Görev yaptığı dönemde İsrail’in bölgeye yönelik politikalarını da yakından izler. İsrail’in Kürt meselesine ilgi duyduğunu ve bölücülüğü desteklediğini saptar ve bunu da Ankara’ya iletir. Odasındaki “Kürdistan”ı gösteren Türkiye haritasını çöpe atar. Korkut hemen İsrail istihbaratının dikkatini çeker. İsrail’in hedefinin aynı zamanda topraklarını genişletmek olduğunu da saptayarak Genelkurmay’a bildirir. Baskılara maruz kalır. Bu durumu onur meselesi yapar ve Türkiye’ye geri döner. Görevden el çektirilir. Korkut, 1997 yılındaki Arap-İsrail Savaşı için bize şöyle demişti: “İsrail gibi bir devlet ile aramızda Suriye gibi bir gücün tampon ülke olarak bulunması stratejik bir zarurettir.”
27 MAYIS DEVRİMİ
Albay Korkut’un askerlik görevinde önemli bir olay da 27 Mayıs İhtilâlidir... O günleri şöyle anlatmıştı: “27 Mayıs gerçekleşince beni üç aylığına Şişli, Beyoğlu, Kasımpaşa Emniyet Müdürlüğü Yardımcılığına tayin ettiler. Devrimin temsilcisi grubu beni köprülerin açılmaması için görevlendirmişti. Köprülerin açılması durumunda Sıtkı Ulunay’ın Harbiye’ye gitmesi mümkündü. Devrim gerçekleşmez, kan dökülürdü. Köprübaşlarındaki adamları hemen tutukladım. Beyoğlu Tünel’den İstiklal Caddesi boyunca bir yürüyüş gerçekleştirdik. Miting grubumuzun adı da “Ordu Millet el ele” idi.
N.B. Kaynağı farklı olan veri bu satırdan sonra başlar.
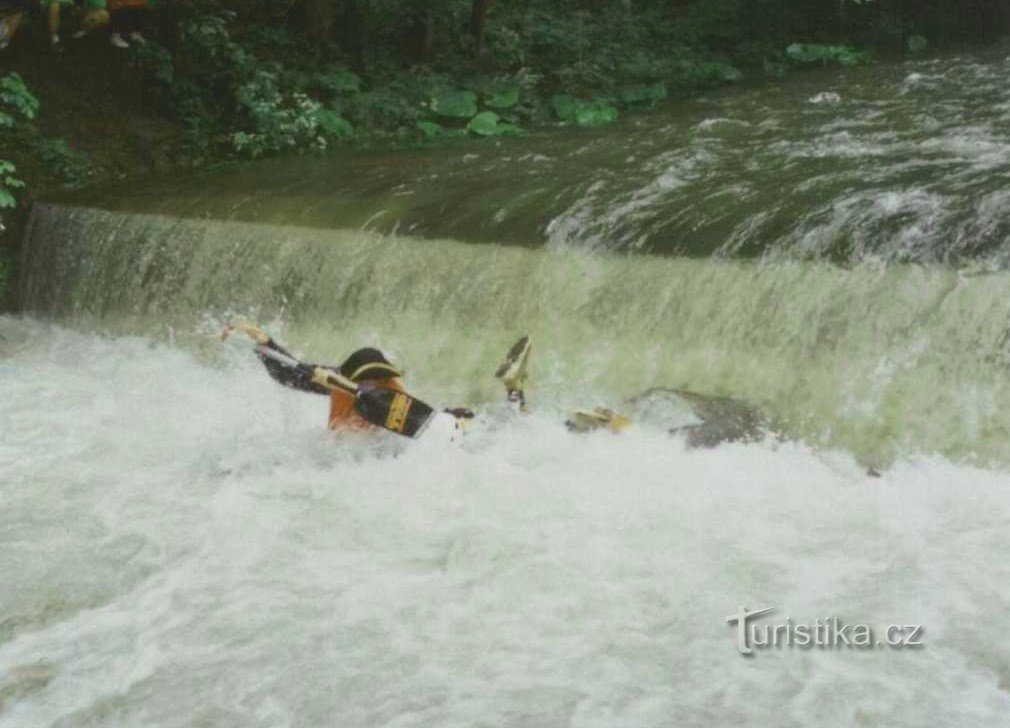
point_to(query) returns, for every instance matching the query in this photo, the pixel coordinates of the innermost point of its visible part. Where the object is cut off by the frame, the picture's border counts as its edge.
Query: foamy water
(185, 544)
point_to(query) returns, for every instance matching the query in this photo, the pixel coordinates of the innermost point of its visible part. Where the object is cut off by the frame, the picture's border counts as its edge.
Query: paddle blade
(394, 411)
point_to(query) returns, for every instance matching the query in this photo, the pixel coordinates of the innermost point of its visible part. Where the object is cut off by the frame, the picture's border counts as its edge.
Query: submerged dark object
(706, 420)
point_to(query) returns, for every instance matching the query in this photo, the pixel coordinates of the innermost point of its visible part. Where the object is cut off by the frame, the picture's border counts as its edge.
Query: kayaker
(367, 368)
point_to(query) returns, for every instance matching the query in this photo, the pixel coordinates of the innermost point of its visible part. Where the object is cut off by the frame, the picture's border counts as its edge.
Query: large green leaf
(643, 93)
(456, 104)
(488, 123)
(596, 113)
(6, 199)
(430, 129)
(334, 124)
(502, 95)
(485, 123)
(566, 107)
(917, 43)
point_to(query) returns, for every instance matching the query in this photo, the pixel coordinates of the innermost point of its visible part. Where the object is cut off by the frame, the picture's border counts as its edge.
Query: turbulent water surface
(184, 544)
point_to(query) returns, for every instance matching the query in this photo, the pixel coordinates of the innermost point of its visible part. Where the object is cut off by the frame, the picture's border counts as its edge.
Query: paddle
(389, 409)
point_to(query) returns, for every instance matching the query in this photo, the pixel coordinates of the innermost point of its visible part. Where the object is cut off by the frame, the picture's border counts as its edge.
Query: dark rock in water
(705, 420)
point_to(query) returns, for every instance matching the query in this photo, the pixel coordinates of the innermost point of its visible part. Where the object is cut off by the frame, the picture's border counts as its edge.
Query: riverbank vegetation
(231, 79)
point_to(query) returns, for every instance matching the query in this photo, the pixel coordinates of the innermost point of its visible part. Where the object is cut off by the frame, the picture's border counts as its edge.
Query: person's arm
(295, 378)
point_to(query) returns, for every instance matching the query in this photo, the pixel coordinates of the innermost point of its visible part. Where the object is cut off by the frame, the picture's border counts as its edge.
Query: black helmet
(367, 365)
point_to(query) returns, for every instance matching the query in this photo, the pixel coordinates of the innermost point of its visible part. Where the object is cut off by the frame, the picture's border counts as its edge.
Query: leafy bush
(813, 54)
(17, 105)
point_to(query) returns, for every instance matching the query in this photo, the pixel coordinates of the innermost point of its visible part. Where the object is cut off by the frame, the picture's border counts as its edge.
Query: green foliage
(488, 123)
(597, 112)
(17, 105)
(814, 54)
(502, 94)
(72, 167)
(456, 104)
(643, 94)
(14, 95)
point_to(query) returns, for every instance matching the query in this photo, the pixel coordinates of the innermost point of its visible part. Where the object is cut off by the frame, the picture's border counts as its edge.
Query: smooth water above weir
(896, 162)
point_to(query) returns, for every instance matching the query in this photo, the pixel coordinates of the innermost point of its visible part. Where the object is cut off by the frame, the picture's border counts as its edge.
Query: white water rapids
(185, 545)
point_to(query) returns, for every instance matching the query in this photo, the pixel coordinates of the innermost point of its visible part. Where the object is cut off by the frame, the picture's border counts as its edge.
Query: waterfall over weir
(880, 359)
(184, 543)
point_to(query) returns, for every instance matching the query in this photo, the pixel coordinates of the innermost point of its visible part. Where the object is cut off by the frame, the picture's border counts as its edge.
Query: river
(185, 544)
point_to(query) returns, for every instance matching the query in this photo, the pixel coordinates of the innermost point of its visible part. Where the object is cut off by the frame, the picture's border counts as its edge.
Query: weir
(881, 359)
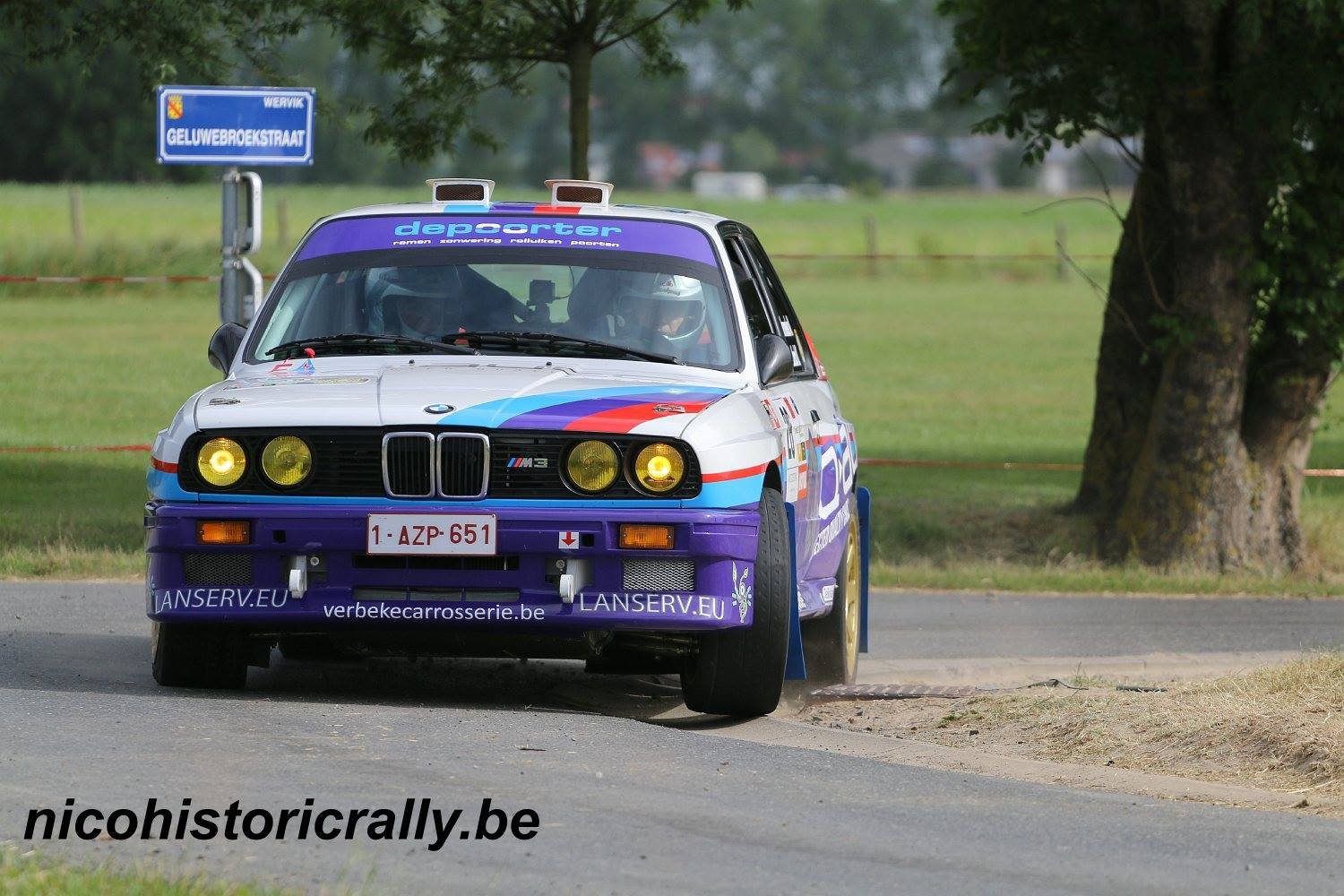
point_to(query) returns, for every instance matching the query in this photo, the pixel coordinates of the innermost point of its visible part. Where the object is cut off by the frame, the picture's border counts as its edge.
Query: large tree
(1225, 314)
(448, 53)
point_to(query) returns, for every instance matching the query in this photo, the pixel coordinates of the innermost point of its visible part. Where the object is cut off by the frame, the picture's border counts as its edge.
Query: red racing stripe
(623, 419)
(734, 474)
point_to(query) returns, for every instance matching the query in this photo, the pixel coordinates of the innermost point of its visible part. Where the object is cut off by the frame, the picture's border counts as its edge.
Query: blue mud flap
(865, 530)
(795, 667)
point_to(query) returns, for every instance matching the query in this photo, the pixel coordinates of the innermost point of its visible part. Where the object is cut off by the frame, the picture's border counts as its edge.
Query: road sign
(236, 125)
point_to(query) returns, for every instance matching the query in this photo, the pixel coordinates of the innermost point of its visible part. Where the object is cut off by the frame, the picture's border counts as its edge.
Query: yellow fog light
(287, 460)
(591, 466)
(659, 468)
(222, 462)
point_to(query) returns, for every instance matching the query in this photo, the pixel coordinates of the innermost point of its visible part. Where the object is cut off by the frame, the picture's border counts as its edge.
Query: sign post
(237, 126)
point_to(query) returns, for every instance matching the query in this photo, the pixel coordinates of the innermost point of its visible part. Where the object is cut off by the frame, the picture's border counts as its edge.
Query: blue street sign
(236, 125)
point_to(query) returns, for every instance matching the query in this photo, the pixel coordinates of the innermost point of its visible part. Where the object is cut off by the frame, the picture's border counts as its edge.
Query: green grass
(29, 874)
(941, 362)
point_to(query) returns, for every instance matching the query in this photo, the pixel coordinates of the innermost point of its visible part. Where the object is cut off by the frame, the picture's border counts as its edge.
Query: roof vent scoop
(461, 191)
(580, 193)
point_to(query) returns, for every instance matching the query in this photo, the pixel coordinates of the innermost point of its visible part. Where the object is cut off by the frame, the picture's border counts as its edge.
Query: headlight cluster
(591, 466)
(285, 461)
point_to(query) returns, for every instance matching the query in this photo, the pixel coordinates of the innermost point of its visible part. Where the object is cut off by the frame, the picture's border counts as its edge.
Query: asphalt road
(945, 626)
(624, 805)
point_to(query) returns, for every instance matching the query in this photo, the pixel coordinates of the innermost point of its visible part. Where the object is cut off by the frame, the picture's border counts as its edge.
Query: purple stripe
(526, 231)
(558, 416)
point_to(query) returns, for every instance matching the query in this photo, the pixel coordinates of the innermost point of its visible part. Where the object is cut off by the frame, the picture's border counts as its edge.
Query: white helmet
(669, 297)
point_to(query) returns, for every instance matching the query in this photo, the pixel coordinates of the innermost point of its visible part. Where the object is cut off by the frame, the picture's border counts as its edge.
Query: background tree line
(788, 88)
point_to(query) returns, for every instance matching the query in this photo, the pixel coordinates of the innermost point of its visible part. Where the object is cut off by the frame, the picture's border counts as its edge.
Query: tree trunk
(1288, 384)
(1128, 363)
(581, 83)
(1188, 493)
(1199, 437)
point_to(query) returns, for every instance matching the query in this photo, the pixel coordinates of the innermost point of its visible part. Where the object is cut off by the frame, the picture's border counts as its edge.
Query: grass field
(27, 874)
(969, 362)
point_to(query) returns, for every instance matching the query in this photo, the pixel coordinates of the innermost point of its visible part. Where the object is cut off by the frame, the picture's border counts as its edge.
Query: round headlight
(287, 460)
(591, 466)
(222, 462)
(659, 468)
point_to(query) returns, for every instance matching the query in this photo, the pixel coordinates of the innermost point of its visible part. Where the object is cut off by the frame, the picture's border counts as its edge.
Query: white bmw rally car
(475, 427)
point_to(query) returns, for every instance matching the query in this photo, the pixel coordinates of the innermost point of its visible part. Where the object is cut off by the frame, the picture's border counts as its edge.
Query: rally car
(476, 427)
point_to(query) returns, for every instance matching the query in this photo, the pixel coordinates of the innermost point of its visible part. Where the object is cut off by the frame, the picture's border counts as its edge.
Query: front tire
(831, 643)
(187, 656)
(739, 672)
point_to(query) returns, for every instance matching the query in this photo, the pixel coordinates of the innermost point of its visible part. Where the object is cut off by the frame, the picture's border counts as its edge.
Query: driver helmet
(418, 314)
(669, 306)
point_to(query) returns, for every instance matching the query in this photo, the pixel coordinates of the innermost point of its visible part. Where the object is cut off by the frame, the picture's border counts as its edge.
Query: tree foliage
(1225, 317)
(449, 53)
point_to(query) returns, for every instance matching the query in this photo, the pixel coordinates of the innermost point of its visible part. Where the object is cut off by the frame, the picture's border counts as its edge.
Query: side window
(753, 301)
(787, 323)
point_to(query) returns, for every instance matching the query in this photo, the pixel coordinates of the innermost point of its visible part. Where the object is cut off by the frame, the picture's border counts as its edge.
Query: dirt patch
(1274, 728)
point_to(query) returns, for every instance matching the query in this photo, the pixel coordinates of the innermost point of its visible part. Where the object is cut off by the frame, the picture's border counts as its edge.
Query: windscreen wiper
(508, 339)
(368, 340)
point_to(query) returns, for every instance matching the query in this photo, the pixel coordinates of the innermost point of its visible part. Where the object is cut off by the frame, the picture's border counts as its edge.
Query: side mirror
(225, 344)
(774, 360)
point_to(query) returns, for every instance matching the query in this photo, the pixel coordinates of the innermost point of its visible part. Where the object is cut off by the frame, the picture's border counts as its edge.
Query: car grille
(387, 462)
(462, 465)
(671, 573)
(217, 568)
(409, 465)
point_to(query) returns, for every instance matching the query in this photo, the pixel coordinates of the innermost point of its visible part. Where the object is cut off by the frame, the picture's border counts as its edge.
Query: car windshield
(647, 303)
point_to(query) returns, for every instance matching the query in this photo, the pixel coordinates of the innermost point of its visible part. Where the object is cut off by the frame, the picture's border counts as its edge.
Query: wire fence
(868, 261)
(865, 461)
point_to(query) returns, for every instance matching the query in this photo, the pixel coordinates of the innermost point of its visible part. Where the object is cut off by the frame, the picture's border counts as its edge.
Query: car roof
(650, 212)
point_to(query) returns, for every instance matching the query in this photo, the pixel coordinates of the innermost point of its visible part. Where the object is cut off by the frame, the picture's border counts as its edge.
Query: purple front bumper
(516, 590)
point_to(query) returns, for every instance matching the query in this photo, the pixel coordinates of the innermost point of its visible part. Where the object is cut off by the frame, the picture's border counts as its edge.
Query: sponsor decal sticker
(220, 598)
(702, 606)
(742, 591)
(285, 368)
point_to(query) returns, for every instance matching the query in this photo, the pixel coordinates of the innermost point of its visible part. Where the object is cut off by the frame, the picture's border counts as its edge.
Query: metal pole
(230, 281)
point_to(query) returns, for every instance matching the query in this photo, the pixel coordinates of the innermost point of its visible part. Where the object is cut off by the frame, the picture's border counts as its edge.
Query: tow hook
(297, 576)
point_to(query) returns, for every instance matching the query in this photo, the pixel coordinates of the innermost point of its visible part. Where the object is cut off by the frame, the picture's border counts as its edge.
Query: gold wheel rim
(851, 598)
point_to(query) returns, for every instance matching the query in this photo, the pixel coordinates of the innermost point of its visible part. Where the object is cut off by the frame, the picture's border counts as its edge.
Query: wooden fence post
(77, 215)
(1061, 253)
(870, 238)
(282, 222)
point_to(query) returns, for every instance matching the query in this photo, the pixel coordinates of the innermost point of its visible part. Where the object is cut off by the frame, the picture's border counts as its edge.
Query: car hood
(470, 395)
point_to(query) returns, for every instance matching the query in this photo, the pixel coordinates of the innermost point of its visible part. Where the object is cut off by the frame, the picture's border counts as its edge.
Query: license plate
(432, 533)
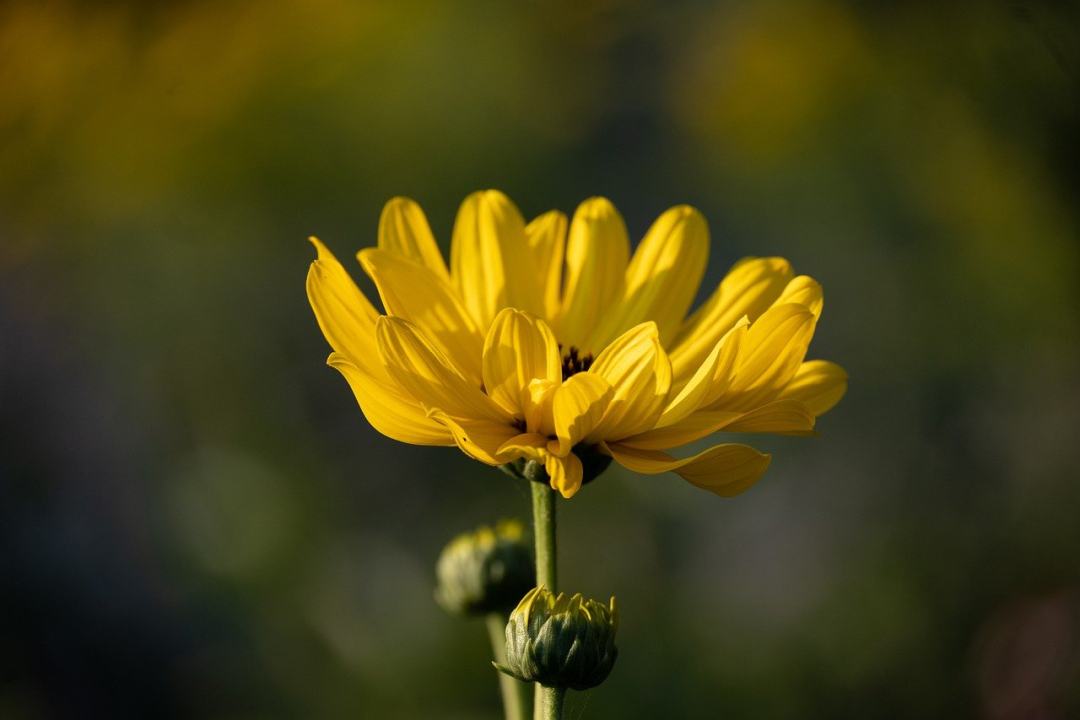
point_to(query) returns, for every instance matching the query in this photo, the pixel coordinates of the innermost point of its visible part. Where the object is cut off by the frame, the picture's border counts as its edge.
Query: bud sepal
(486, 570)
(561, 641)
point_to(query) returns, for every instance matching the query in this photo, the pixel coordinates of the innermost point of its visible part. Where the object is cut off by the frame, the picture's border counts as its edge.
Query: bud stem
(551, 703)
(548, 701)
(515, 700)
(543, 530)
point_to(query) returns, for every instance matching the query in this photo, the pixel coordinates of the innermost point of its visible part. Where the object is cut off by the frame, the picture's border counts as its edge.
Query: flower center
(575, 362)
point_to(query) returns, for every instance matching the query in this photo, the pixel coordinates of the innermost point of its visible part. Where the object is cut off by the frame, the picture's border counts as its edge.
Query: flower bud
(486, 570)
(561, 641)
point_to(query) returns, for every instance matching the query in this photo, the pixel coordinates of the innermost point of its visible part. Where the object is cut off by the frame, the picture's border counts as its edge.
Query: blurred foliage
(196, 519)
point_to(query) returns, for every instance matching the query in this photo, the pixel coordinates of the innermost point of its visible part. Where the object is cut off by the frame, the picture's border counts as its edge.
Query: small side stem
(515, 693)
(551, 702)
(548, 702)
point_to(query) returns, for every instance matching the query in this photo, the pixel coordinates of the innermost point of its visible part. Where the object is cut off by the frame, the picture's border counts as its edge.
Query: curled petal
(416, 294)
(343, 314)
(423, 372)
(518, 349)
(597, 250)
(819, 384)
(547, 239)
(663, 275)
(565, 473)
(726, 470)
(480, 439)
(637, 368)
(578, 405)
(490, 261)
(750, 288)
(390, 411)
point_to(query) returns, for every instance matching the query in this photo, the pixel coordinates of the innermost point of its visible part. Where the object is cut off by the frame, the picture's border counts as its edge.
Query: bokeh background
(196, 521)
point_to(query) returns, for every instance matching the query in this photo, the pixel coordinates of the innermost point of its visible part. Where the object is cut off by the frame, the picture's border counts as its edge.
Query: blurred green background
(196, 520)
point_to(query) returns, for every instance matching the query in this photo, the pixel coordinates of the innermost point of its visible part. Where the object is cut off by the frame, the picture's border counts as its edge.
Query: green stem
(551, 703)
(548, 702)
(515, 693)
(543, 530)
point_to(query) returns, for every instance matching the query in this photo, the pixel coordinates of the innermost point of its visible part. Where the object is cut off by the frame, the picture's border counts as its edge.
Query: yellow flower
(549, 341)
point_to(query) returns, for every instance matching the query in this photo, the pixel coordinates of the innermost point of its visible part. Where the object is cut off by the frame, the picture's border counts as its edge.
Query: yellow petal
(769, 356)
(804, 290)
(781, 417)
(726, 470)
(596, 254)
(689, 429)
(578, 406)
(403, 229)
(538, 407)
(526, 445)
(518, 349)
(390, 411)
(663, 275)
(819, 384)
(707, 380)
(422, 371)
(480, 439)
(725, 371)
(750, 287)
(547, 239)
(342, 312)
(637, 368)
(565, 473)
(490, 258)
(418, 295)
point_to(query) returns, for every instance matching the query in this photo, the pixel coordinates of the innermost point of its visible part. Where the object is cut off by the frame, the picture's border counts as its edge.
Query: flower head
(561, 641)
(549, 341)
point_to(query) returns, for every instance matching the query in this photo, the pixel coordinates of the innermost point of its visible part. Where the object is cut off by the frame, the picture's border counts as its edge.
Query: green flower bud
(561, 641)
(486, 570)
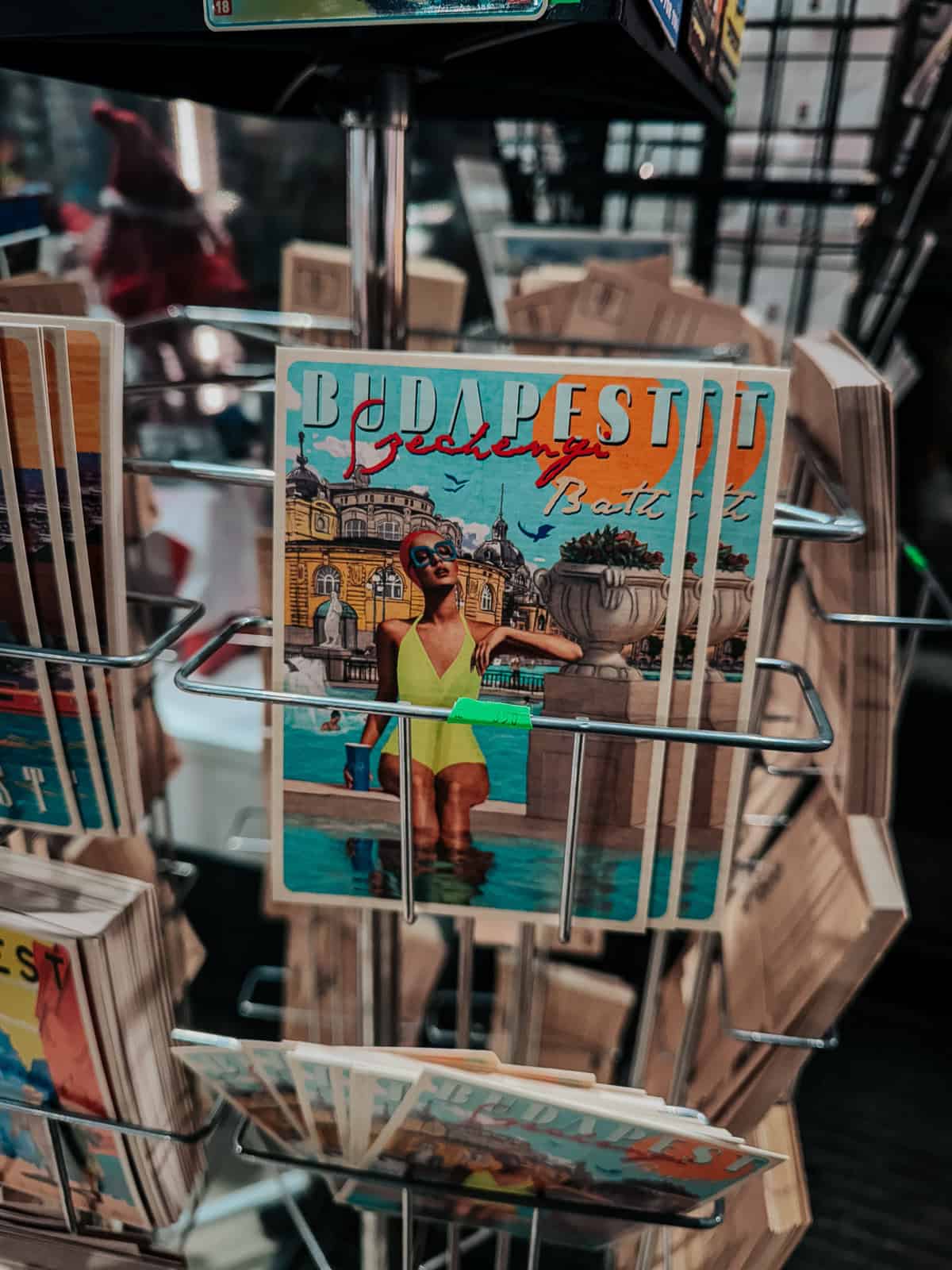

E. Kurmay Albay Korkut, 1924 tarihinde doğdu. 1939’da Kuleli Askeri Lisesi’ne girdi. Babası İhsan Korkut, Çanakkale gazisi idi. İngilizlerin Kroker isimli evinden kaçarak Anadolu’ya silah kaçırma görevini yerine getirdi.
BÜYÜK DAYISI İPSİZ RECEP HİKÂYESİ
Milli Mücadele yıllarında İstanbul’un Anadolu yakası ile Sakarya bölgesi arasında kendi çetesi ile İngiliz askerleri ve Rum çetelerine kök söktüren İpsiz Recep, anneannesinin kardeşidir. O yıllarda İstanbul’da Topkapılı Cambaz Mehmet gibi birçok gizli örgüt vardı. İstiklal Savaşı bitince Atatürk’e “Paşam ben vazifemi yaptım” diyen Emice Recep, Atatürk tarafından Milletvekili yapılmak istenir. “Paşam ben cahilim, orada işinize yaramam” der ve bu teklifi kabul etmez. Sakarya Karasu’da sade yaşamını sürdürür. Mustafa Kemal’in teşekkür için gönderdiği 200 altını ise silah arkadaşlarına dağıtır.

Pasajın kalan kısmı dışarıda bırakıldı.